The stock market in February gave at least some hope to the bulls who believe that the January 22 low will be the final bottom of the correction that began last October. The Dow Jones Industrial Average, at one point, rose to a level that was a thousand points higher than where it closed on January 22, in fact.

The bears, however, received some fresh ammunition of their own during February, courtesy of a report released by the New York Stock Exchange in January on margin debt of its member firms -- the total amount that the customers of those firms have borrowed to purchase securities. The January total is some 14 percent lower than the comparable number from last July, when margin debt hit a record high.

This is bearish, according to any number of analysts, because it supposedly is a reliable indicator of a major bear market whenever margin debt is trending downward for more than a month or two.

In fact, this supposition is so widely accepted among many intelligent analysts that I almost didn’t bother to confirm whether it has strong support in the historical data.

I’m glad I, nevertheless, decided to check it out.

Consider what I found upon feeding into my PC’s statistical software the monthly margin debt data provided by the NYSE, which dates back to 1959. Because the total value of all publicly traded stocks has gone up over the last five decades, I couldn’t focus on the raw amount of such debt. So, I had to focus on relative values of the NYSE data series.

I did this in two ways. First, I focused on margin debt as a percentage of the total market cap of all publicly traded stocks. I also looked to see how any given monthly reading compared to the 12-month moving average. I then compared these various relative values to how the stock market performed over the subsequent month, quarter, six months, and one- and two-year periods.

I didn’t find very much that was even marginally statistically significant. That is, from a statistical point of view, there was very little to distinguish between the stock market’s performances following periods of high margin levels and those with low levels, as measured by percentage of total market cap. Likewise, there was little to distinguish between the market’s average performance following periods when margin debt was above its 12-month moving average and when it was below.

One result that was particularly revealing came after I divided the sample into two halves. I found that the stock market’s performance following high and low margin levels was just the reverse in the first half of the sample period than in the second.

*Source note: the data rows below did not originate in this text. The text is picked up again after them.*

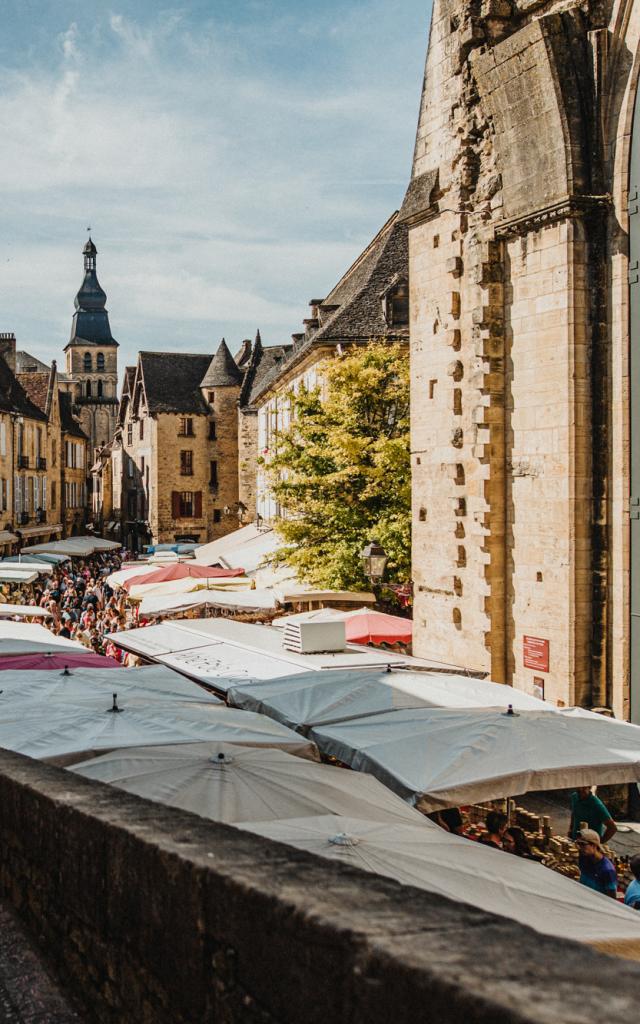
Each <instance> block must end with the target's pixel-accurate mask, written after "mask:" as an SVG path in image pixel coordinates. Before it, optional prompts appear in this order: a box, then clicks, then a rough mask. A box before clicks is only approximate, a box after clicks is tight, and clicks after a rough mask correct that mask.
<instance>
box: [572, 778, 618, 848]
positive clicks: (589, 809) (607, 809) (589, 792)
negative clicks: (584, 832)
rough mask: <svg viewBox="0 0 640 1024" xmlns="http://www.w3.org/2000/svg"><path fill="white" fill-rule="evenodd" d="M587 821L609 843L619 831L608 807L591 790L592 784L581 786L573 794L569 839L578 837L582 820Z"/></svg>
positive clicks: (582, 821) (591, 827) (607, 842)
mask: <svg viewBox="0 0 640 1024" xmlns="http://www.w3.org/2000/svg"><path fill="white" fill-rule="evenodd" d="M583 821H584V822H586V824H587V827H588V828H593V830H594V831H597V834H598V836H599V837H600V839H601V840H602V842H603V843H608V841H609V840H610V839H611V836H614V835H615V833H616V831H617V825H616V824H615V822H614V821H613V818H612V817H611V815H610V814H609V811H608V808H606V807H605V806H604V804H603V803H602V801H601V800H599V799H598V797H596V795H595V794H594V793H592V791H591V786H589V785H582V786H579V788H578V790H577V792H575V793H572V794H571V823H570V825H569V833H568V835H569V839H577V838H578V833H579V831H580V827H581V822H583Z"/></svg>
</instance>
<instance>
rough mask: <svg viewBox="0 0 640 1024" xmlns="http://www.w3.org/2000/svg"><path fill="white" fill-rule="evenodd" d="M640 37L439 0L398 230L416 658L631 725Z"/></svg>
mask: <svg viewBox="0 0 640 1024" xmlns="http://www.w3.org/2000/svg"><path fill="white" fill-rule="evenodd" d="M638 17H639V11H638V9H637V6H636V10H635V11H634V10H633V7H632V4H630V3H627V4H610V5H607V4H589V5H584V4H582V5H578V4H577V5H571V4H566V3H562V4H555V3H549V2H530V0H516V2H515V3H503V2H502V0H486V2H483V3H482V4H481V5H479V4H475V3H472V2H468V0H454V2H444V0H436V2H435V4H434V8H433V18H432V25H431V35H430V42H429V52H428V55H427V63H426V71H425V78H424V84H423V93H422V103H421V113H420V120H419V126H418V134H417V139H416V150H415V159H414V169H413V178H412V183H411V185H410V188H409V190H408V195H407V199H406V201H404V205H403V208H402V211H401V214H400V215H401V217H402V218H403V220H404V222H406V223H408V224H409V226H410V269H411V273H410V282H411V347H412V388H413V391H412V423H413V425H412V430H413V439H412V449H413V455H412V460H413V473H414V510H413V515H414V553H413V558H414V573H413V575H414V585H415V623H416V626H415V638H414V650H415V653H417V654H418V655H424V656H430V657H434V658H436V659H439V660H442V662H450V663H451V662H454V663H456V664H460V665H464V666H466V667H467V668H469V669H473V670H479V671H484V672H487V673H489V674H490V675H492V677H493V678H494V679H496V680H497V681H499V682H507V683H511V684H513V685H514V686H517V687H519V688H521V689H524V690H527V691H529V692H543V690H544V695H545V696H546V697H547V698H548V699H550V700H552V701H557V702H560V703H566V705H570V703H581V705H587V706H589V707H592V706H596V707H608V708H612V709H613V710H614V711H615V713H616V714H617V715H623V716H624V715H627V714H628V713H629V671H628V670H629V654H628V651H629V616H628V607H629V544H628V531H629V518H628V516H629V511H628V505H627V504H626V502H627V501H628V495H629V468H628V458H629V456H628V453H629V427H628V412H627V394H628V380H627V374H628V366H627V357H626V355H625V352H626V350H627V346H628V344H629V325H628V308H627V306H628V298H627V297H626V295H625V292H626V291H628V286H627V288H625V284H624V279H625V274H626V269H625V267H626V264H627V258H628V256H627V254H628V241H627V237H626V234H625V224H624V222H625V219H626V216H627V214H626V196H625V189H626V187H627V186H628V170H625V167H627V168H628V161H629V128H630V122H631V115H630V106H631V109H633V98H634V96H635V82H636V81H637V63H638V58H637V56H634V57H633V59H631V60H629V59H627V58H623V50H624V45H625V43H624V40H625V39H627V40H629V41H630V43H631V46H632V49H631V51H630V52H631V53H632V54H637V53H638V46H637V33H638V25H637V22H638ZM621 104H622V106H621ZM621 117H622V118H623V119H625V123H626V128H625V130H624V131H623V130H622V128H621V123H620V119H621ZM621 151H622V152H621ZM625 153H626V155H625Z"/></svg>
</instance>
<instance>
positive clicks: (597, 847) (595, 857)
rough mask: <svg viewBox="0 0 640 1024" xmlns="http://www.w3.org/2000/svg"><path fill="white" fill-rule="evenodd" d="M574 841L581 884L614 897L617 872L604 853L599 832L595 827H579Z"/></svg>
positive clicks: (612, 896)
mask: <svg viewBox="0 0 640 1024" xmlns="http://www.w3.org/2000/svg"><path fill="white" fill-rule="evenodd" d="M575 843H577V845H578V851H579V854H578V865H579V867H580V882H581V884H582V885H584V886H588V887H589V888H590V889H595V890H596V892H599V893H603V894H604V895H605V896H611V897H612V898H613V899H615V898H616V894H617V873H616V871H615V867H614V865H613V863H612V862H611V861H610V860H609V858H608V857H605V855H604V850H603V849H602V842H601V840H600V835H599V833H597V831H596V829H595V828H581V830H580V831H579V834H578V836H577V837H575Z"/></svg>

Why would I find such a tenuous relationship between margin trends and the stock market? I suspect that at least part of the answer is provided by what Norman Fosback wrote in the mid-1970s in his classic investment book, Stock Market Logic. Fosback, of course, has also been the editor over the years of a number of different investment newsletters, the most recent of which is Fosback’s Fund Forecaster.

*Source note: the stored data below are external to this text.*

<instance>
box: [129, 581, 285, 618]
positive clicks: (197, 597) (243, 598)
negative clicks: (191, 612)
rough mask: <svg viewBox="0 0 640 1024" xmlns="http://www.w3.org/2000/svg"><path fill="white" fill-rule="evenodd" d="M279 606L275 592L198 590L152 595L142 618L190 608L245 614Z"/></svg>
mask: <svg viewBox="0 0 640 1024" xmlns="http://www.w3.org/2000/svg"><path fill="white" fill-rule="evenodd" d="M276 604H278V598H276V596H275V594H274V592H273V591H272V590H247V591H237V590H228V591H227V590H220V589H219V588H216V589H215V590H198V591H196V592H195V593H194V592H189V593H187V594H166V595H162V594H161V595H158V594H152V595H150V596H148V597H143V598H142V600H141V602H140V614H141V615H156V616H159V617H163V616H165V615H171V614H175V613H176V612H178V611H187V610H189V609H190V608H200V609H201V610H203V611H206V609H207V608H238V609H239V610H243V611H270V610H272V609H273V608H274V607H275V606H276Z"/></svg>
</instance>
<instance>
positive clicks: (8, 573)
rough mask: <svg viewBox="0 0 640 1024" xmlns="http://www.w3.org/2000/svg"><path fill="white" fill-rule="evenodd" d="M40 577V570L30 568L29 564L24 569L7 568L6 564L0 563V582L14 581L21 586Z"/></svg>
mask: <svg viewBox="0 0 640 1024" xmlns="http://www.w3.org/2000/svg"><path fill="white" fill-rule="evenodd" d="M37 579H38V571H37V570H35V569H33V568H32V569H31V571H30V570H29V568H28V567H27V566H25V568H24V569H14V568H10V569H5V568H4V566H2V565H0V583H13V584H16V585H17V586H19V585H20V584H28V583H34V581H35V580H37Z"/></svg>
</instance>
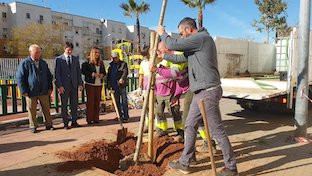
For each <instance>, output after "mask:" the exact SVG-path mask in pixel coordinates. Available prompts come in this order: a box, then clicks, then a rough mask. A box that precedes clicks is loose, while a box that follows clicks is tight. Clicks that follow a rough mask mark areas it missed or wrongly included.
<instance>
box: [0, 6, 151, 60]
mask: <svg viewBox="0 0 312 176" xmlns="http://www.w3.org/2000/svg"><path fill="white" fill-rule="evenodd" d="M0 15H1V16H0V19H1V20H0V55H1V57H7V56H8V55H9V54H10V51H8V48H7V46H6V42H7V40H8V39H9V38H10V37H12V33H11V31H12V29H13V28H14V27H23V26H25V25H27V24H30V23H37V24H61V25H63V26H65V27H64V31H63V32H64V41H69V42H72V43H73V45H74V54H75V55H78V56H79V57H80V59H84V58H85V57H86V56H87V55H88V52H89V51H90V48H91V47H92V46H97V47H99V48H101V50H102V51H103V54H104V58H105V59H108V58H109V56H110V51H111V49H114V48H115V47H116V44H117V43H118V42H120V41H132V42H134V47H137V45H136V42H137V41H136V40H137V39H136V34H137V31H136V26H135V25H132V26H126V24H125V23H123V22H118V21H113V20H110V19H95V18H89V17H83V16H79V15H74V14H68V13H62V12H56V11H53V10H51V8H48V7H42V6H37V5H32V4H27V3H22V2H12V3H8V4H7V3H0ZM140 30H141V46H143V45H149V36H150V32H151V31H152V30H150V29H149V28H147V27H144V26H141V28H140ZM15 57H18V56H15Z"/></svg>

Fosback, in effect, argued that margin traders possess two distinct traits that often counteract with each other. On the one hand, he writes, “Margin traders are always most extended at market tops when they should be less willing to carry large margin debt balances. Similarly, at important market troughs, when they would be heavily invested in common stocks, their margin account balances are invariably quite low.”

From this perspective, of course, lower levels of margin debt are not necessarily bearish.

But, on the other hand, according to Fosback, margin speculators also “exert a very profound impact on the course of market trends. When stock margin debt is rapidly expanding, margin speculators are aggressively buying on balance and stock prices work their way higher from the force of their activity. When stock margin debt decreases, representing net selling by margin speculators, stock prices are generally driven lower.”

From this alternate perspective, of course, margin debt’s recent downtrend is worrisome. No wonder my statistical tests failed to find strong statistical support for the notion that recent margin trends are bearish.

The bottom line? Declining margin debt does not appear to be the threat that many assume it to be.